Bizarre. Clever. Ridiculous. Entertaining.
These are all adjectives that I would use to describe German crime fantasy Snowflake. The film recently won a pair of awards at CINEPOCALYPSE, including Breakthrough Filmmaker for Arend Remmers & William James and the coveted Audience Award. I can’t say that I’m surprised; this is the kind of film that genre fans go absolutely nuts for.
The main reason Snowflake works? It’s got a kicky premise.
In a nutshell: after Eliana (Xenia Assenza)’s parents are gunned down in a doner restaurant shoot-up, the rich young orphan and her bodyguard Carson (David Masterson) hire a series of (increasingly ridiculous) assassins to take out the killers, Tan (Erkan Acar) and Javid (Reza Brojerdi). While fending off these attempts, the boys discover that they are protected by the titular angel Snowflake (Judith Hoersch). Also: their lives – including a foreshadowed bloody fate – is actually the plot of a crime film written by amateur screenwriter and full time dentist, Arend Remmers (Alexander Schubert).
So not only is Snowflake a demented crime fantasy with outrageous set-pieces, it is a hilariously demented self-referential comedy.
It should be noted that absolutely none of that plot synopsis is a spoiler. All of these details are revealed in the first few scenes when Tan and Javid find a copy of the screenplay in the backseat of their car and discover that it depicts all of their movement and dialogue beat by beat. (Actual) screenwriter Remmers milks this premise for all of its comedic value throughout the film, especially when the killers seek out his fictitious proxy for answers and he recites their dialogue verbatim in real time with them. That encounter ends with the dentist on the receiving end of his drill and the thugs on a mission to alter their own seemingly pre-ordained deaths.
It’s no surprise that the Tan and Javid scenes are often the most enjoyable in the film. Not only do Acar and Brojerdi have an easy going chemistry, their characters are such amateur idiots that you can’t help but root for Tan and Javid to survive. This puts Assenza and Masterson is a slightly unenviable position: Eliana and Carson are seemingly unaware of the divine intervention driving their actions, which makes their side of the story more mundane and straightforward. They’re also slightly underdeveloped; we learn little about Eliana beyond her desire for vengeance and her affection for Carson, who seeks only to protect his charge from further harm.
It’s just really hard to invest in these mopey, morose characters when every few minutes a new bizarre character is being introduced. The assassins are legitimately insane: a pair of brothers who wear rubber pig and chicken masks are usurped by bar owners Rashid (Selam Tadese) and blind Fumo (Eskindir Tesfay) who keep a robot houseboy – named, I kid you not, Shit-Bot – chained up with no explanation. There’s also masked vigilante Hyper Electro Man (Mathis Landwehr) and even an evil Nazi sympathizer Reinhardt (Bruno Eyron) who has a Bond villain lair with masked henchmen. It’s all so silly, dumb and fun you can’t help but grin.

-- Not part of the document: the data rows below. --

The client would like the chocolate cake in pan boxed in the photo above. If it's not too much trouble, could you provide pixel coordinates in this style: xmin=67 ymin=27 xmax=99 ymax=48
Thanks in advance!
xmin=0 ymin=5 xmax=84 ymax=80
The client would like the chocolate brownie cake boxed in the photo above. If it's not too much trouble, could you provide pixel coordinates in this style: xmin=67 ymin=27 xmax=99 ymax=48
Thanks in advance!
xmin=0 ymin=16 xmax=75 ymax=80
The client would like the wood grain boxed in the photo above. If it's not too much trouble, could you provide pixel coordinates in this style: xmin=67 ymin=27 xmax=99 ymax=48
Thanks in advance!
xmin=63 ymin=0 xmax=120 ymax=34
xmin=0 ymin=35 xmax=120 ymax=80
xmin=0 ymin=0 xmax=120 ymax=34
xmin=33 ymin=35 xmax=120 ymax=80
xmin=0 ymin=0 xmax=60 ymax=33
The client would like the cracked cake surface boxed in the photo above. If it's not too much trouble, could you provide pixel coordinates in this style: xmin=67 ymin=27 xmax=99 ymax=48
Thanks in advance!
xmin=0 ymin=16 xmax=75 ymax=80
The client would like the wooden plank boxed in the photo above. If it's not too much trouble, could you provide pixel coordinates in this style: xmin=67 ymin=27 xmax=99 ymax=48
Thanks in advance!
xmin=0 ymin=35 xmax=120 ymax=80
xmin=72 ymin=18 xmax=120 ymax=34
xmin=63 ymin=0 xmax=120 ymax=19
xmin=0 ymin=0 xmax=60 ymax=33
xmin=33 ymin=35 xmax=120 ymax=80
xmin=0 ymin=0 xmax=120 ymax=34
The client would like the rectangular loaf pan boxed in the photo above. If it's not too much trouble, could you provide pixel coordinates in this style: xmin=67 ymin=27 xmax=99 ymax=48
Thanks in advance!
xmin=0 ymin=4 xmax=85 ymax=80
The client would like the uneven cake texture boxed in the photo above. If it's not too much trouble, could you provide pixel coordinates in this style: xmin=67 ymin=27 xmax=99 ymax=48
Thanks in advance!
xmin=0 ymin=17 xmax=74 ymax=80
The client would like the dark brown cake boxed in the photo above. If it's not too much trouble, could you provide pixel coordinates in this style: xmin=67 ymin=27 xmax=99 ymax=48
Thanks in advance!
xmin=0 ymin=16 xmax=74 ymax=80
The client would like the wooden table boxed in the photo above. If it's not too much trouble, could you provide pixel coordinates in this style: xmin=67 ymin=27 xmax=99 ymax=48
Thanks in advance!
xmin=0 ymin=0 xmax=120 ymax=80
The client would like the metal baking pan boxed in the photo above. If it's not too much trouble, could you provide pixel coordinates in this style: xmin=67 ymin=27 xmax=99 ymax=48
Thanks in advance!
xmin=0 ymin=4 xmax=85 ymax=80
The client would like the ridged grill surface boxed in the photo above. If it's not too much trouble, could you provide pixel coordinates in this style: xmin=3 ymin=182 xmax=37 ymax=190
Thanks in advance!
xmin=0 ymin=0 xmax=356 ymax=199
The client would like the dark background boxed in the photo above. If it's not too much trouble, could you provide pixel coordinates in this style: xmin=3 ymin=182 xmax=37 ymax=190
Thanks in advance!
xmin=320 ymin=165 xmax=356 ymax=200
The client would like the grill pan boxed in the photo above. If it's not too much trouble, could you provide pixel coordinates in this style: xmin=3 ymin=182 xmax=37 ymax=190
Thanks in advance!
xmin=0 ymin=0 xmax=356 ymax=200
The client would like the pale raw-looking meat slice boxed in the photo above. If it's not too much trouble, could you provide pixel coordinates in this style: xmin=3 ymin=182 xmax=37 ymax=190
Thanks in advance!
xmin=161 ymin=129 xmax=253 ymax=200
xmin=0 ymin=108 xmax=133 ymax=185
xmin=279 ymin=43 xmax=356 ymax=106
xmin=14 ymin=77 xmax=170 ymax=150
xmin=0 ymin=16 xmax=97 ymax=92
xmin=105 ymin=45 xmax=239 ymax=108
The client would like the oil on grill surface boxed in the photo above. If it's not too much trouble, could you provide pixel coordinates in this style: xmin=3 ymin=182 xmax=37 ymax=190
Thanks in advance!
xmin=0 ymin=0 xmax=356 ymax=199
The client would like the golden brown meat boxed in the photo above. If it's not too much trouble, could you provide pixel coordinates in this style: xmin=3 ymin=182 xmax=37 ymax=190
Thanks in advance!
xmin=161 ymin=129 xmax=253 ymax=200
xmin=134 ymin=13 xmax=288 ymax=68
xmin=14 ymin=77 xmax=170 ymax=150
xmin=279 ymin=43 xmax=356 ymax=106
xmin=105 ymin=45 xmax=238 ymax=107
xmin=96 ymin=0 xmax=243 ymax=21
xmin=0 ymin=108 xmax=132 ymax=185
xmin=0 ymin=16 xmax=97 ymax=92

How all of these characters fit together is half of the fun of Snowflake, which barrels forward with endless enthusiasm and gleeful destructive joy. Whenever the film seems to establish a rhythm, a new narrative device is thrown into the mix: chapter titles, action that doubles back on itself, a seemingly unrelated archival talking head interview and a visualization of Remmers’ self-referential screenplay typed directly over Tan and Javid‘s scenes. If any of this sounds reminiscent of a certain experimental crime director/enfant terrible who came to prominence in the mid-90s <cough Tarantino cough>, it’s hard to avoid the obvious comparison.
Hidden amidst the graphic violence, dystopian fantasy and occasional torture porn scenes is an interesting mediation on the origins of violence. Tan and Javid share Eliana‘s origin, suggesting that their terrible history is to blame for hers in an endless cycle where violence begets violence. Unfortunately any nuance of this gets lost in the cacophony of gunfire, vivisection and an exhausting two hour run time. Snowflake may have interesting things to say, but its principle purpose, first and foremost, is to entertain.
In that arena, the film is a pretty clear winner. It’s a gong show, packed (sometimes to a fault) with outrageous scenes and characters and hilariously self-referential comedy. Grab some cheap wine, a bunch of rowdy friends and check this one out.
Snowflake had its North American premiere at Cinepocalypse.